The problem that border security and many outdoor security situations face is the power source. Getting electricity to more remote areas is difficult or, as in the case with the George Street surveillance, there will be restrictions. So many security providers are turning to wireless cameras or cameras that pull in their energy from the Ethernet connection.
When setting up a security system, Yaron Zussman, vice president of global accounts with DVTel, recommends considering the ease of maintenance and replacement of the equipment, as well as understanding that sometimes there will be false alarms with the equipment. That’s why it is so important to develop a good collaboration between the manufacturer, the integrator, and the end user to get the best out of your security system.
One of the challenges in outdoor security, especially in more rural areas or in wide-open spaces, is being able to detect a real intruder from a random wild animal.
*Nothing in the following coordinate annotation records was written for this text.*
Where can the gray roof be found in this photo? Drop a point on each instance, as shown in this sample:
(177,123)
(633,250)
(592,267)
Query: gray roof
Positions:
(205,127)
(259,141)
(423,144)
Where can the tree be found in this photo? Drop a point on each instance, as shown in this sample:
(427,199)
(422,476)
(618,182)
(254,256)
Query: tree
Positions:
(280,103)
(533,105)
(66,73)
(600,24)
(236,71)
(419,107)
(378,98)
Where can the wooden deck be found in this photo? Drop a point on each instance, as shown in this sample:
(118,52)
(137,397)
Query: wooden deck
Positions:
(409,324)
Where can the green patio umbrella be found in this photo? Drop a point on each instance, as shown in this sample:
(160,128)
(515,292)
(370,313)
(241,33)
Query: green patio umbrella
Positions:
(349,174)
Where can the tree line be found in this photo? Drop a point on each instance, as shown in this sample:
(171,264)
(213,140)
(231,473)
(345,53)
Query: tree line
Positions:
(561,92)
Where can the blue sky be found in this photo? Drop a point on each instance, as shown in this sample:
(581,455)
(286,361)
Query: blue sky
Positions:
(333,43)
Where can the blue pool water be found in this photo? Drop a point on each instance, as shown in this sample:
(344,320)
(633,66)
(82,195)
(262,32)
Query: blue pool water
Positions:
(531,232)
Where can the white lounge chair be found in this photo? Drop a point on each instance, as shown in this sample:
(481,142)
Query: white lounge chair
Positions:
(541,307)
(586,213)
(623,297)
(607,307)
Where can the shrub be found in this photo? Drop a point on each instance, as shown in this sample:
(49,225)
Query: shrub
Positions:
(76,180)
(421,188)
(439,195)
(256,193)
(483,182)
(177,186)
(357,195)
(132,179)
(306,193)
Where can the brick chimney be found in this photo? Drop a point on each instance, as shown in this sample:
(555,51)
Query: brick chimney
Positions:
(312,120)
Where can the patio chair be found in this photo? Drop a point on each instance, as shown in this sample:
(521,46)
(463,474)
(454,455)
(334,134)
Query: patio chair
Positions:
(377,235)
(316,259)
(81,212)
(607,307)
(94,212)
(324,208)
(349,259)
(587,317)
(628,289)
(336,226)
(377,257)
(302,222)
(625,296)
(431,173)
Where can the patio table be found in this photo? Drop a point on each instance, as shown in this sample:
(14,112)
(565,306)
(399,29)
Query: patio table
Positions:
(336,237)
For the people at Grouse Mountain Resort in Vancouver, B.C., however, the security system was necessary especially to keep track of the wildlife – specifically, two orphaned grizzly bears.
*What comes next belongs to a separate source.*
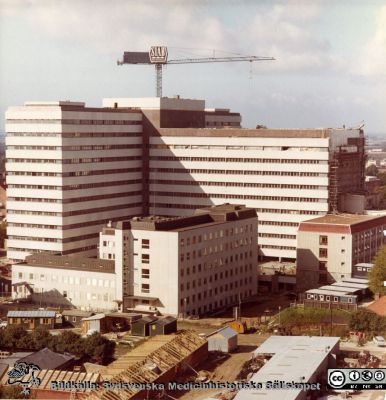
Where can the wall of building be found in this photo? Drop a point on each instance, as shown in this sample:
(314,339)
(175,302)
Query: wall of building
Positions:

“We’ve taken the DVR camera technology and adapted it to research purposes,” explains Devin Manky, wildlife manager at Grouse Mountain Resort. The cameras are used for some security purposes, such as to make sure the people who come to watch the bears are safe, but mostly it the cameras keep check of the bears and their behavior.
In the summer months, there are five cameras in operation to watch the bears in a five-acre fenced-in space. In the winter, the bears hibernate in a man-made, pitch-black den. “In order not to disturb them, we needed a non-invasive way to monitor them, so we put in a pinhole camera with some infrared emitters. That hooks into the DVR as a way to record motion,” Manky says.
The outdoor cameras needed to be extremely durable to handle installation on a mountaintop. Manky admits that cost did factor into the final decision on the security system installed, particularly the costs and logistics of connecting the cameras to a network and to power in such a remote location.
Perhaps the biggest challenge – and one not usually faced in other outdoor security needs – wasn’t so much setting up the cameras inside the bears’ den, but trying to figure out how to keep the bears from playing with the camera equipment.
“Because the inside of the den is pitch black, we needed cameras with infrared,” Manky says. “Cameras with built-in infrared emitters were a couple of inches in diameter and were fairly large. Now, bears are very curious and they can smell something different. They found the cameras several times and proceeded to play with the cameras, and lick them. We have great footage of one instance of a camera in a bear’s mouth. It was still making infrared, so you could see the bear’s tongue and tonsils.”
That’s why Manky switched to a pinhole camera that is about the size of a penny and is flush with the wall. So far, the bears haven’t noticed it.
These cameras, and the unusual request to be able to stream the videos to a website – most security cameras footage isn’t meant for online use, Manky points out – have been so successful that Grouse Mountain Resort is planning to expand with more wireless cameras that show more angles of the bear habitat.
Of course, securing outdoor spaces doesn’t exclusively involve camera equipment. There will be areas where other forms of security, like x-ray scanners or metal detectors, are useful. A few such applications are outdoor venues like stadiums where anyone coming into the facility is scanned and parking garages where vehicles are screened. Another area of security is protecting open air spaces from attacks such as from a chemical weapon.
Always consider using a layered approach for outdoor security, because there is no silver bullet that will protect everything. The more technologies and options you use, the better your chances are at keeping outdoor spaces safe.